Ayer, Boca pareció un equipo al que le cuesta afrontar dos torneos. Pese a la derrota frente a San Lorenzo, mantiene una posición expectante en el torneo por una buena cantidad de puntos obtenidos, muchas veces gracias a la excepcional eficacia de sus delanteros.
Los problemas en el medio para dominar partidos y en la defensa para soportar embates rivales, sobre todo aéreos, empezaron a hacer mella en la confianza de algunos hinchas y directivos, pese a que sólo lo admiten con el bajo, en torno a un técnico.
Un escenario conducente para la continuidad de Ischia que haga olvidar las críticas es lograr acceder a los cuartos de final de la Copa Libertadores y obtener buenos resultados ante los punteros del Clausura, para seguir prendido en la lucha por el torneo local.
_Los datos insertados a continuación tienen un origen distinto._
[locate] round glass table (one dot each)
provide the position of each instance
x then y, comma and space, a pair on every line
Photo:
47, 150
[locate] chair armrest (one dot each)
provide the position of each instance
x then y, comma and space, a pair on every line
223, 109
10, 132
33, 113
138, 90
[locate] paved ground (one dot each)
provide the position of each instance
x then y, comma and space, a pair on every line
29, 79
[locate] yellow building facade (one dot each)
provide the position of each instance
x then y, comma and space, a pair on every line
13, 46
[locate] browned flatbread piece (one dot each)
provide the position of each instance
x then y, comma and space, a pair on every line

Sin embargo, algunos ya piensan en un cambio de timón en el caso de que los resultados no se den, teniendo en cuenta la delicada situación de un año electoral en Boca. Los nombres que se escuchan son los del eternamente preferido Carlos Bianchi, pero también otros muy prometedores, vinculados con la historia del club, como el de Diego Cagna.